Berlin - Die Dörpfeldstraße in Adlershof hat Potenzial. Es gibt Fachgeschäfte und andere Einkaufsmöglichkeiten, gute Verbindungen mit der Straßenbahn, einen Marktplatz. Aus der Dörpfeldstraße könnte man einiges machen, sagt auch Mira Skalski vom Kiezbeirat Adlershof. Doch leider gehen die Pläne für die Umgestaltung der Straße im Südosten Berlins in die falsche Richtung. „Der präferierte Vorschlag des Bezirksamts Treptow-Köpenick ist äußerst umstritten“, sagt die 34-Jährige, die seit 2017 in Adlershof lebt und den Stadtteil liebgewonnen hat.

Schon seit langem wird über den Umbau eines 1,1 Kilometer langen Abschnitts der Straße diskutiert, die ihren Namen seit 1951 trägt – wobei Experten darüber streiten, ob sie nach dem Archäologen Wilhelm Dörpfeld oder nach dem Pädagogen Friedrich Wilhelm Dörpfeld benannt worden ist. Inzwischen sind die Forderungen der Berliner Verkehrsbetriebe (BVG), die größtenteils eingleisige Trasse für die heutigen Tramlinien 61 und 63 mit einem zweiten Gleis zu versehen, dringlicher geworden. Denn unweit vom S-Bahnhof Adlershof plant das Unternehmen einen Straßenbahn-Betriebshof.

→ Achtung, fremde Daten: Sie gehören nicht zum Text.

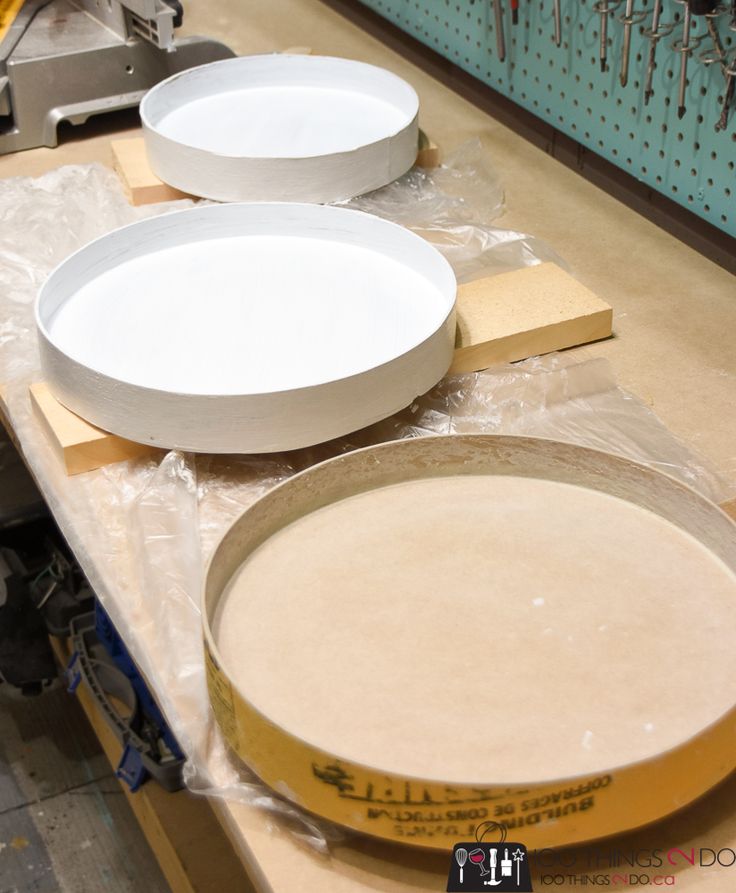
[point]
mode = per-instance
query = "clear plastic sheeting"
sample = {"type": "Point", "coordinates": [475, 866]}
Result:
{"type": "Point", "coordinates": [144, 529]}
{"type": "Point", "coordinates": [452, 206]}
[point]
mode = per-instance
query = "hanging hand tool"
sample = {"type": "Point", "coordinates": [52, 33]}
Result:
{"type": "Point", "coordinates": [626, 46]}
{"type": "Point", "coordinates": [603, 9]}
{"type": "Point", "coordinates": [728, 93]}
{"type": "Point", "coordinates": [500, 42]}
{"type": "Point", "coordinates": [654, 35]}
{"type": "Point", "coordinates": [628, 20]}
{"type": "Point", "coordinates": [687, 45]}
{"type": "Point", "coordinates": [684, 50]}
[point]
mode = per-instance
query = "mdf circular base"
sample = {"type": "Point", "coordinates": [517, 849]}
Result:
{"type": "Point", "coordinates": [416, 637]}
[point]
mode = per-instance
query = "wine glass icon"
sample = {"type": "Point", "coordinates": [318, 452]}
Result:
{"type": "Point", "coordinates": [478, 857]}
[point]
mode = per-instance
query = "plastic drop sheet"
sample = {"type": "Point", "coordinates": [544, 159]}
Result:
{"type": "Point", "coordinates": [142, 530]}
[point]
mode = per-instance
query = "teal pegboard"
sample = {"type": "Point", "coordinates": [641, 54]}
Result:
{"type": "Point", "coordinates": [684, 159]}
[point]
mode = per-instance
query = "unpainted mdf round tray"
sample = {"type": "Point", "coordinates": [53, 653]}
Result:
{"type": "Point", "coordinates": [281, 128]}
{"type": "Point", "coordinates": [416, 637]}
{"type": "Point", "coordinates": [247, 328]}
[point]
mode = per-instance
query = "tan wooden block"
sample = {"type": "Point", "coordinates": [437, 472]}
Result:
{"type": "Point", "coordinates": [428, 154]}
{"type": "Point", "coordinates": [141, 185]}
{"type": "Point", "coordinates": [79, 445]}
{"type": "Point", "coordinates": [525, 313]}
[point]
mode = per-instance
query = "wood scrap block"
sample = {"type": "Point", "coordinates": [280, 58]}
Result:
{"type": "Point", "coordinates": [525, 313]}
{"type": "Point", "coordinates": [140, 184]}
{"type": "Point", "coordinates": [428, 154]}
{"type": "Point", "coordinates": [79, 445]}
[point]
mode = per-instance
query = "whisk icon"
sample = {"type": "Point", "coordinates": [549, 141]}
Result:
{"type": "Point", "coordinates": [478, 857]}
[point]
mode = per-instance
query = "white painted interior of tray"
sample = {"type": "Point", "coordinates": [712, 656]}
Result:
{"type": "Point", "coordinates": [247, 327]}
{"type": "Point", "coordinates": [280, 106]}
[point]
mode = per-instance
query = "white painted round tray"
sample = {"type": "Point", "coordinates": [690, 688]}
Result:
{"type": "Point", "coordinates": [281, 128]}
{"type": "Point", "coordinates": [416, 637]}
{"type": "Point", "coordinates": [247, 327]}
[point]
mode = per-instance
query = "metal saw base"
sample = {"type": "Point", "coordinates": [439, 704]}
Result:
{"type": "Point", "coordinates": [67, 66]}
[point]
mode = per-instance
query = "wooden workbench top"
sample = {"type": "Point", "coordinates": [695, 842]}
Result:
{"type": "Point", "coordinates": [675, 315]}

Schmale grüne „Aufmerksamkeitsstreifen“ für die Radfahrer

„Wir sind nicht gegen den zweigleisigen Ausbau“, betont Mira Skalski. Wenn die Mobilitätswende an Fahrt gewinnen soll, müsse der Nahverkehr ausreichende Anlagen bekommen. Doch das Bürgergremium stößt sich an den übrigen Umgestaltungsplänen. Das Problem ist, dass die Straße mit 14,90 bis 19,50 Meter nutzbarer Breite ziemlich schmal ist. Die aktuelle Vorzugsvariante des Bezirks sieht vor, dass die Fahrbahn mit den beiden Fahrstreifen und zwei Gleisen 8,50 Meter einnimmt. Zu ihr gehören auch die geplanten jeweils ein Meter breiten „Aufmerksamkeitsstreifen“ für den Radverkehr, die grün unterlegt werden. Für echte Radfahrstreifen fehle dagegen der Platz. Die Gehwege, die heute eine Breite von zwei Meter bis 3,85 Meter haben, werden künftig „mehr als 2,50 Meter breit“ sein, heißt es weiter.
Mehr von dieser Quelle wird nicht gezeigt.